Chernobyl got some things right, but it got some important things terribly wrong: "Herein lies one of the series’ biggest flaws: its failure to accurately portray Soviet relationships of power," says Russian-American journalist Masha Gessen. While there are flashes of brilliance, Chernobyl "often veers between caricature and folly," she says, adding: "There are a lot of people throughout the series who appear to act out of fear of being shot. This is inaccurate: summary executions, or even delayed executions on orders of a single apparatchik, were not a feature of Soviet life after the nineteen-thirties. By and large, Soviet people did what they were told without being threatened with guns or any punishment. Similarly repetitive and ridiculous are the many scenes of heroic scientists confronting intransigent bureaucrats by explicitly criticizing the Soviet system of decision-making."

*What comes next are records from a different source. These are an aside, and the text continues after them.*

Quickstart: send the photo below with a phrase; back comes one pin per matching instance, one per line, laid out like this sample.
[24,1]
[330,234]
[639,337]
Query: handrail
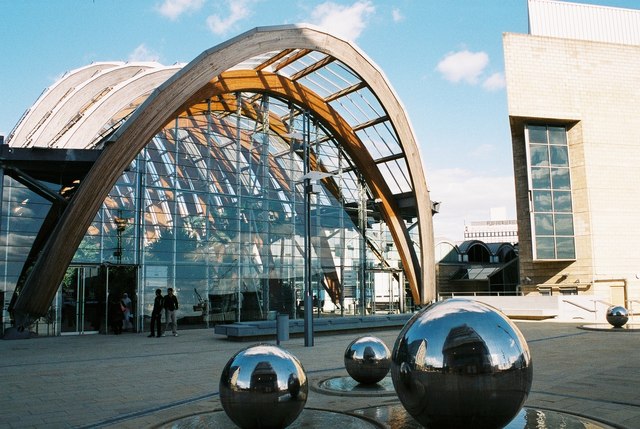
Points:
[580,306]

Chernobyl is peak horror: "Chernobyl may just be too raw and too harrowing to be considered 'essential viewing,'" says Tom Philip, "but this is a recent and very real disaster that a lot of us only know about in bits and pieces. More urgently, in this age of governmental secrecy, misinformation, and instability, we might need to take a few more notes than we'd like from this gruesome, unthinkable, but all too true horror story."